Fenomena "baku bae" yang terjadi setelah ke-11 butir Perjanjian Maluku disosialisasikan di kedua pihak adalah hal yang mencengangkan banyak orang. Apapun komentar atas peristiwa "rekonsiliasi spontan" ini, tidak ada yang bisa membantah bahwa itulah luapan "rasa lelah berkelahi", "kesadaran akan kerugian yang sama ditanggung", dan "keinginan untuk kembali kepada Maluku yang dahulu, kehidupan persaudaraan yang damai"! Masalahnya adalah, apa yang kita kenal sebagai "Konflik Maluku", BUKAN KONFLIK MURNI ANTARA RAKYAT MALUKU, yang lahir dari keinginan rakyat Maluku sendiri! Konflik Maluku BUKAN KONFLIK MURNI ANTAR UMAT BERAGAMA, Salam-Sarani di Maluku Konflik Maluku adalah KONFLIK POLITIK REKAYASA JAKARTA, dimana rakyat Maluku, Salam-Sarani Maluku, adalah "AYAM ADUAN"-nya. Itulah alasan utama bagi saya untuk mengatakan bahwa "Deklarasi Malino II saja tidak cukup".

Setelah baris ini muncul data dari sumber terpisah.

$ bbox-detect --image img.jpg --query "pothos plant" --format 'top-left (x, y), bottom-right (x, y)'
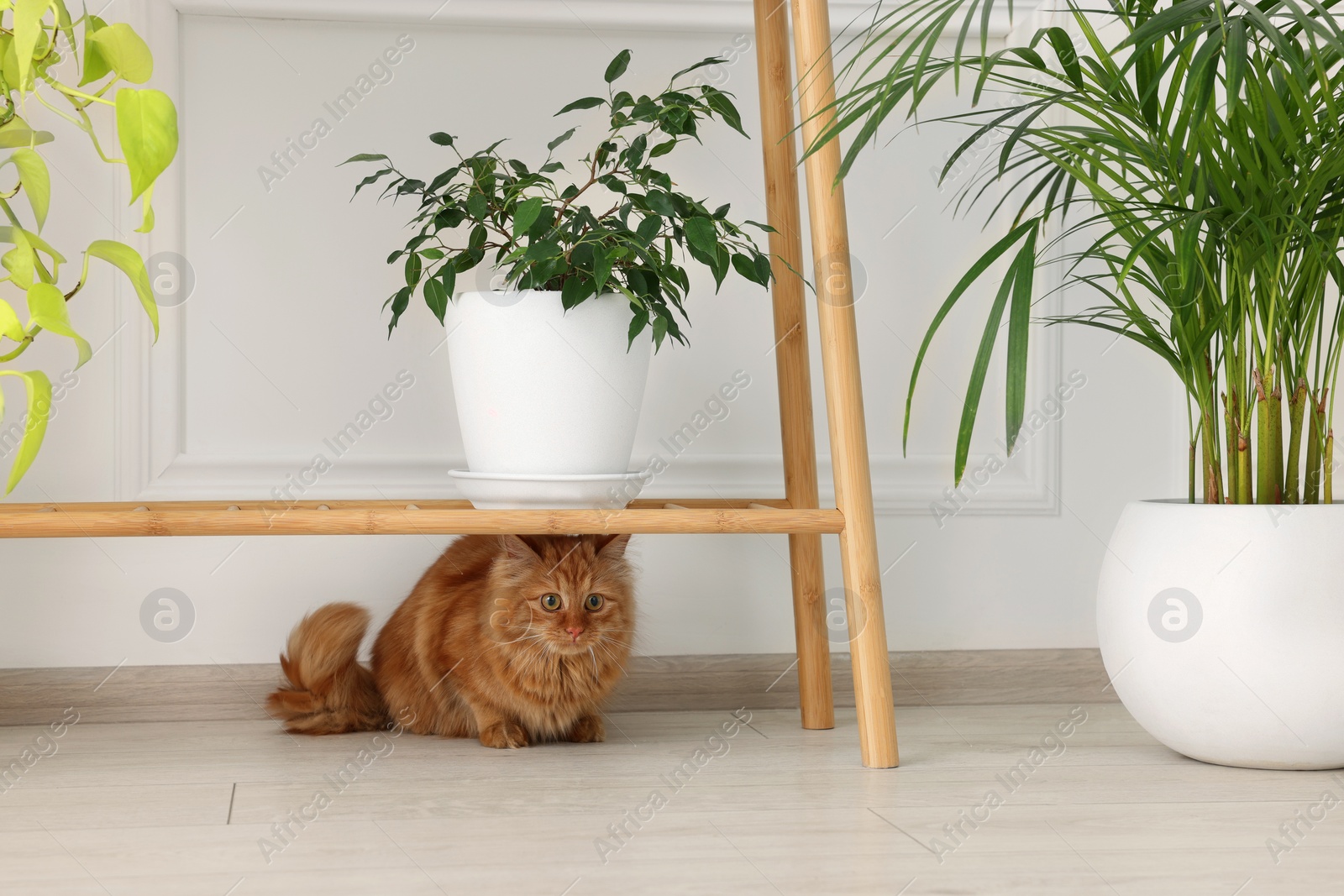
top-left (341, 50), bottom-right (770, 347)
top-left (0, 0), bottom-right (177, 495)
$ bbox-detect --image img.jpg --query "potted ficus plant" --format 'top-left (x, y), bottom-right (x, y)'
top-left (0, 0), bottom-right (177, 495)
top-left (343, 50), bottom-right (770, 506)
top-left (822, 0), bottom-right (1344, 768)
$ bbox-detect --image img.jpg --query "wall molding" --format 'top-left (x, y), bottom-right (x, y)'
top-left (114, 0), bottom-right (1062, 516)
top-left (162, 0), bottom-right (1023, 36)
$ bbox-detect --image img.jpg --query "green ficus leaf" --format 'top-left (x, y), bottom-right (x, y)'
top-left (387, 286), bottom-right (412, 338)
top-left (602, 50), bottom-right (630, 83)
top-left (513, 196), bottom-right (544, 239)
top-left (685, 217), bottom-right (719, 258)
top-left (555, 97), bottom-right (606, 116)
top-left (336, 152), bottom-right (391, 168)
top-left (117, 87), bottom-right (177, 202)
top-left (546, 128), bottom-right (578, 149)
top-left (425, 277), bottom-right (448, 324)
top-left (0, 371), bottom-right (51, 495)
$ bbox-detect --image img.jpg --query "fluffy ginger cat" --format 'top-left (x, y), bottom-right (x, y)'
top-left (266, 535), bottom-right (634, 748)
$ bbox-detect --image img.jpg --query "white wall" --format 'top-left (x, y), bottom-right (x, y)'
top-left (0, 0), bottom-right (1184, 666)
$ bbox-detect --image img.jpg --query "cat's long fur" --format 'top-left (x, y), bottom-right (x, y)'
top-left (267, 535), bottom-right (634, 747)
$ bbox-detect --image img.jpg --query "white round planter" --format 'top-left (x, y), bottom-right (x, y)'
top-left (444, 291), bottom-right (650, 475)
top-left (1097, 501), bottom-right (1344, 768)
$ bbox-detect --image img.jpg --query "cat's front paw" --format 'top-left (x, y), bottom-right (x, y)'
top-left (566, 715), bottom-right (606, 744)
top-left (481, 719), bottom-right (528, 750)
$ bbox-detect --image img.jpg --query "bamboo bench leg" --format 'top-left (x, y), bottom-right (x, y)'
top-left (755, 0), bottom-right (835, 728)
top-left (793, 0), bottom-right (899, 768)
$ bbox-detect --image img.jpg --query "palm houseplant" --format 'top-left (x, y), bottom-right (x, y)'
top-left (348, 50), bottom-right (770, 508)
top-left (0, 0), bottom-right (177, 495)
top-left (822, 0), bottom-right (1344, 768)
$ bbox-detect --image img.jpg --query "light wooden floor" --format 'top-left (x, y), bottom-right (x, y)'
top-left (0, 703), bottom-right (1344, 896)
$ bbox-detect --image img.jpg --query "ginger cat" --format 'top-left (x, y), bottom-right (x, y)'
top-left (266, 535), bottom-right (634, 748)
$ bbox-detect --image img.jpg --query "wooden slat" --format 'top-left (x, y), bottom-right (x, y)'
top-left (754, 0), bottom-right (835, 728)
top-left (793, 0), bottom-right (899, 768)
top-left (0, 498), bottom-right (844, 538)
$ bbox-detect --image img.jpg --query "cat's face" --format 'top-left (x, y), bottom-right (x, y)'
top-left (489, 535), bottom-right (634, 657)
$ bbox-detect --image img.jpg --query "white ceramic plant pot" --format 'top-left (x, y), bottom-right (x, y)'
top-left (1097, 501), bottom-right (1344, 768)
top-left (444, 291), bottom-right (650, 474)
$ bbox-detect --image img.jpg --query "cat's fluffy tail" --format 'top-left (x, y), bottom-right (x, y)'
top-left (266, 603), bottom-right (387, 735)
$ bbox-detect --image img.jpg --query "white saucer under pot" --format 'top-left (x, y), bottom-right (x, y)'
top-left (448, 470), bottom-right (643, 511)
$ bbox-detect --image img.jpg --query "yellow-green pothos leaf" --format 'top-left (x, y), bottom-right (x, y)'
top-left (86, 22), bottom-right (155, 85)
top-left (0, 227), bottom-right (36, 291)
top-left (114, 86), bottom-right (177, 202)
top-left (0, 116), bottom-right (55, 149)
top-left (0, 298), bottom-right (24, 346)
top-left (0, 371), bottom-right (51, 495)
top-left (79, 15), bottom-right (112, 87)
top-left (85, 239), bottom-right (159, 341)
top-left (29, 284), bottom-right (92, 369)
top-left (11, 0), bottom-right (51, 90)
top-left (7, 146), bottom-right (51, 233)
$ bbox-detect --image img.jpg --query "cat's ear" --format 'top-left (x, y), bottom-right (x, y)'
top-left (500, 535), bottom-right (540, 560)
top-left (596, 532), bottom-right (630, 560)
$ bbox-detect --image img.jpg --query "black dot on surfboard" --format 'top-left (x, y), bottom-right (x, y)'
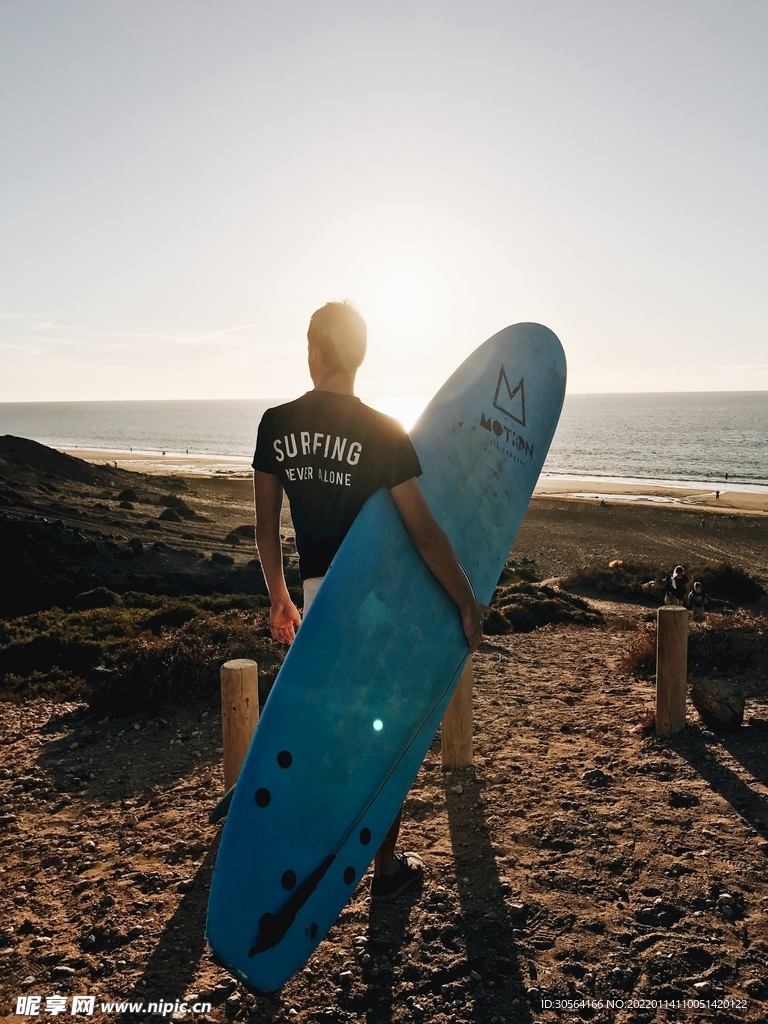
top-left (259, 913), bottom-right (278, 932)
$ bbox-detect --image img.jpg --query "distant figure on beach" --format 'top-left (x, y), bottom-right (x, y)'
top-left (688, 582), bottom-right (710, 623)
top-left (253, 302), bottom-right (483, 902)
top-left (664, 565), bottom-right (688, 605)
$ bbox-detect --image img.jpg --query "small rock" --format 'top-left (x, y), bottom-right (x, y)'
top-left (582, 768), bottom-right (612, 790)
top-left (690, 679), bottom-right (744, 733)
top-left (51, 964), bottom-right (77, 978)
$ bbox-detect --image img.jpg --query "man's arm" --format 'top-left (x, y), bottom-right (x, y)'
top-left (391, 476), bottom-right (483, 650)
top-left (253, 469), bottom-right (301, 643)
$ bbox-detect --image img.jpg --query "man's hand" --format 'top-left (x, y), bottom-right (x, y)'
top-left (391, 477), bottom-right (488, 653)
top-left (269, 595), bottom-right (301, 644)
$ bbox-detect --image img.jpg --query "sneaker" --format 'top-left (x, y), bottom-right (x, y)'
top-left (371, 853), bottom-right (424, 903)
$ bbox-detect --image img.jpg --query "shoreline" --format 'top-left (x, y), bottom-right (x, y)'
top-left (58, 447), bottom-right (768, 515)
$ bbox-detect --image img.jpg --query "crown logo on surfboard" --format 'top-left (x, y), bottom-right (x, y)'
top-left (494, 364), bottom-right (525, 427)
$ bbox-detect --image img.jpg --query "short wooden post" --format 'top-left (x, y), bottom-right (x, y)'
top-left (221, 657), bottom-right (259, 790)
top-left (442, 654), bottom-right (472, 769)
top-left (656, 605), bottom-right (688, 736)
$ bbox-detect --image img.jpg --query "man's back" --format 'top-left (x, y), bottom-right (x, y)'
top-left (253, 390), bottom-right (421, 580)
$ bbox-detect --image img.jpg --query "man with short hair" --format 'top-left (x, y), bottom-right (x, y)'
top-left (253, 302), bottom-right (482, 901)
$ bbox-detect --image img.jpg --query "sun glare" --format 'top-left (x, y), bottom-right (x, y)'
top-left (368, 394), bottom-right (429, 430)
top-left (387, 278), bottom-right (419, 313)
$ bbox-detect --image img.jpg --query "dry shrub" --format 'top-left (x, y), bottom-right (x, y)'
top-left (0, 593), bottom-right (283, 714)
top-left (618, 611), bottom-right (768, 678)
top-left (562, 559), bottom-right (765, 605)
top-left (89, 610), bottom-right (285, 715)
top-left (485, 583), bottom-right (603, 636)
top-left (618, 623), bottom-right (656, 679)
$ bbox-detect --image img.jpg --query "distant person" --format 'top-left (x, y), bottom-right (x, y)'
top-left (253, 302), bottom-right (482, 902)
top-left (688, 582), bottom-right (710, 623)
top-left (664, 565), bottom-right (688, 605)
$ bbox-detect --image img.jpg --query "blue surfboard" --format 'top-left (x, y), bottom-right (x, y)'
top-left (206, 324), bottom-right (565, 991)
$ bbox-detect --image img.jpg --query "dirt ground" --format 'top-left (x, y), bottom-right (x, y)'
top-left (0, 603), bottom-right (768, 1024)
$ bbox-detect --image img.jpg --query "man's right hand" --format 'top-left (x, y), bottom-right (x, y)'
top-left (269, 595), bottom-right (301, 644)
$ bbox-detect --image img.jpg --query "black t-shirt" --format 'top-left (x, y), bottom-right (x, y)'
top-left (253, 391), bottom-right (421, 580)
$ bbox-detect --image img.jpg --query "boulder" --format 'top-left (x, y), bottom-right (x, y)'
top-left (690, 679), bottom-right (744, 733)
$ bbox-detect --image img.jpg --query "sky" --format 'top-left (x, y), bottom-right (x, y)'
top-left (0, 0), bottom-right (768, 401)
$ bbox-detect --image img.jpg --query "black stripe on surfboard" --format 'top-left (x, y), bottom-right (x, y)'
top-left (246, 566), bottom-right (482, 959)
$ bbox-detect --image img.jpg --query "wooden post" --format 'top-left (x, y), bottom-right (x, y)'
top-left (442, 654), bottom-right (472, 768)
top-left (656, 605), bottom-right (688, 736)
top-left (221, 657), bottom-right (259, 790)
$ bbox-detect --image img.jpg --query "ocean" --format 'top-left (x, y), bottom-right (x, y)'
top-left (0, 391), bottom-right (768, 489)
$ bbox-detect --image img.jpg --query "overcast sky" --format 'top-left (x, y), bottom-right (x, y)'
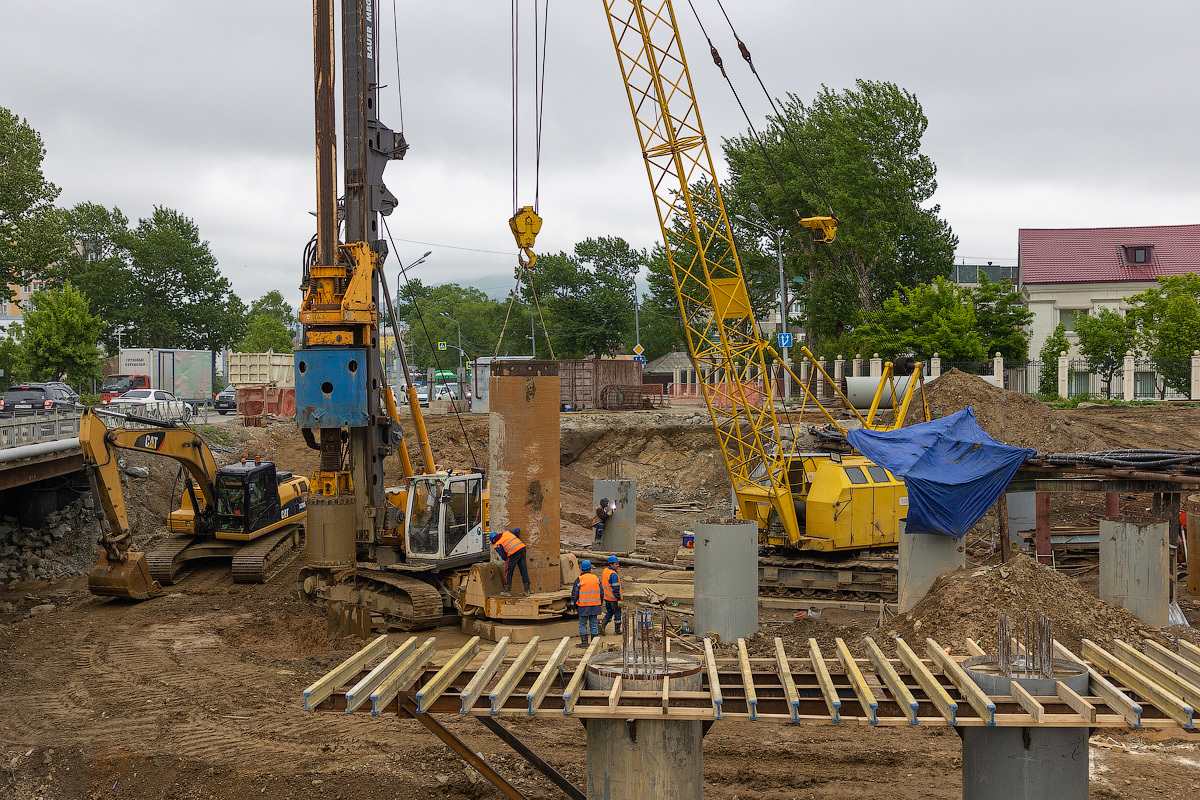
top-left (0, 0), bottom-right (1200, 303)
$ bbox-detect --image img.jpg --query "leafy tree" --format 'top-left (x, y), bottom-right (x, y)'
top-left (1126, 272), bottom-right (1200, 399)
top-left (1075, 308), bottom-right (1138, 397)
top-left (854, 278), bottom-right (984, 360)
top-left (0, 108), bottom-right (67, 291)
top-left (725, 80), bottom-right (958, 347)
top-left (970, 277), bottom-right (1033, 362)
top-left (1038, 323), bottom-right (1070, 397)
top-left (20, 283), bottom-right (103, 384)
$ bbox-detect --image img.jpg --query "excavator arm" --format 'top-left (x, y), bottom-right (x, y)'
top-left (79, 408), bottom-right (217, 600)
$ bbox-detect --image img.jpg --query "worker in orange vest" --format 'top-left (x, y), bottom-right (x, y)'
top-left (492, 528), bottom-right (529, 597)
top-left (600, 555), bottom-right (620, 636)
top-left (571, 559), bottom-right (602, 648)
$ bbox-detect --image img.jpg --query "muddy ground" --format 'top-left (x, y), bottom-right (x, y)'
top-left (7, 384), bottom-right (1200, 800)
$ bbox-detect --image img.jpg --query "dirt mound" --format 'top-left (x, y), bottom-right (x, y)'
top-left (907, 369), bottom-right (1104, 452)
top-left (886, 555), bottom-right (1169, 655)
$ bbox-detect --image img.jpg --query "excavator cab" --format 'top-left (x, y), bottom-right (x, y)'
top-left (404, 473), bottom-right (488, 570)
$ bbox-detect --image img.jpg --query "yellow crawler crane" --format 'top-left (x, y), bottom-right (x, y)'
top-left (605, 0), bottom-right (928, 597)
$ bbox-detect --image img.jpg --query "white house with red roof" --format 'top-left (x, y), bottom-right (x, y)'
top-left (1018, 225), bottom-right (1200, 369)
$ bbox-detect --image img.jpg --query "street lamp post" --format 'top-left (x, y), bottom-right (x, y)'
top-left (733, 208), bottom-right (792, 403)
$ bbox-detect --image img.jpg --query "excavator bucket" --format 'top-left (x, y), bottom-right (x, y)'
top-left (88, 551), bottom-right (162, 600)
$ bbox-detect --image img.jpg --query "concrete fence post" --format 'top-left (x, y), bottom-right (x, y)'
top-left (1121, 350), bottom-right (1138, 401)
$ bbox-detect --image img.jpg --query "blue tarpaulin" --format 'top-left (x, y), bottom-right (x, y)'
top-left (846, 405), bottom-right (1037, 536)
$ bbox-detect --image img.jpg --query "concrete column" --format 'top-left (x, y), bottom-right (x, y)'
top-left (695, 519), bottom-right (758, 642)
top-left (896, 522), bottom-right (967, 614)
top-left (488, 361), bottom-right (562, 593)
top-left (1121, 350), bottom-right (1138, 401)
top-left (592, 477), bottom-right (637, 553)
top-left (1099, 519), bottom-right (1171, 627)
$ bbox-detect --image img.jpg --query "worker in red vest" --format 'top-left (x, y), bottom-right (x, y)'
top-left (571, 559), bottom-right (602, 648)
top-left (600, 555), bottom-right (620, 636)
top-left (492, 528), bottom-right (529, 597)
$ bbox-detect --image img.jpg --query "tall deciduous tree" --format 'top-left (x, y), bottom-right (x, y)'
top-left (0, 108), bottom-right (67, 292)
top-left (725, 80), bottom-right (958, 347)
top-left (20, 283), bottom-right (102, 383)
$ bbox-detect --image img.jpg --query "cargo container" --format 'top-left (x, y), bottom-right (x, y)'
top-left (119, 348), bottom-right (212, 403)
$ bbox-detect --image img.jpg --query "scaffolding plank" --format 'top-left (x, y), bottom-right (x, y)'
top-left (775, 636), bottom-right (800, 721)
top-left (563, 638), bottom-right (600, 715)
top-left (487, 636), bottom-right (541, 716)
top-left (925, 637), bottom-right (996, 726)
top-left (304, 633), bottom-right (388, 711)
top-left (1054, 639), bottom-right (1141, 728)
top-left (863, 636), bottom-right (920, 724)
top-left (458, 636), bottom-right (510, 714)
top-left (896, 639), bottom-right (959, 724)
top-left (738, 639), bottom-right (758, 722)
top-left (840, 637), bottom-right (880, 724)
top-left (526, 636), bottom-right (571, 716)
top-left (416, 636), bottom-right (479, 714)
top-left (371, 636), bottom-right (437, 714)
top-left (806, 638), bottom-right (841, 722)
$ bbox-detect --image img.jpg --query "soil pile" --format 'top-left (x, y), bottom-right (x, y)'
top-left (907, 369), bottom-right (1105, 452)
top-left (886, 554), bottom-right (1169, 655)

Ke-11 Butir Kesepakatan yang dicetuskan di Malino, lebih banyak merupakan tugas dan tanggung jawab dari Pemerintah RI, dan hanya sebagian kecil yang terpulang untuk rakyat Maluku. Di antara sebagian kecil tadi, sebagian besarnya sudah dilakukan oleh rakyat Maluku, melalui penghentian kekerasan, pertemuan dan pawai "baku-bae", penyerahan senjata, dan pembauran kembali. Begitu spontannya rakyat Maluku melakukan bagian mereka, sehingga Pemerintah RI terlihat seperti "jauh tertinggal" dan malah "kehilangan arah". Langkah pertama sudah dilakukan oleh rakyat Maluku, tetapi Pemerintah RI, yang memiliki bagian terbesar dari tugas dan tanggung jawab, malah "enggan untuk melangkah"! Mengapa begitu?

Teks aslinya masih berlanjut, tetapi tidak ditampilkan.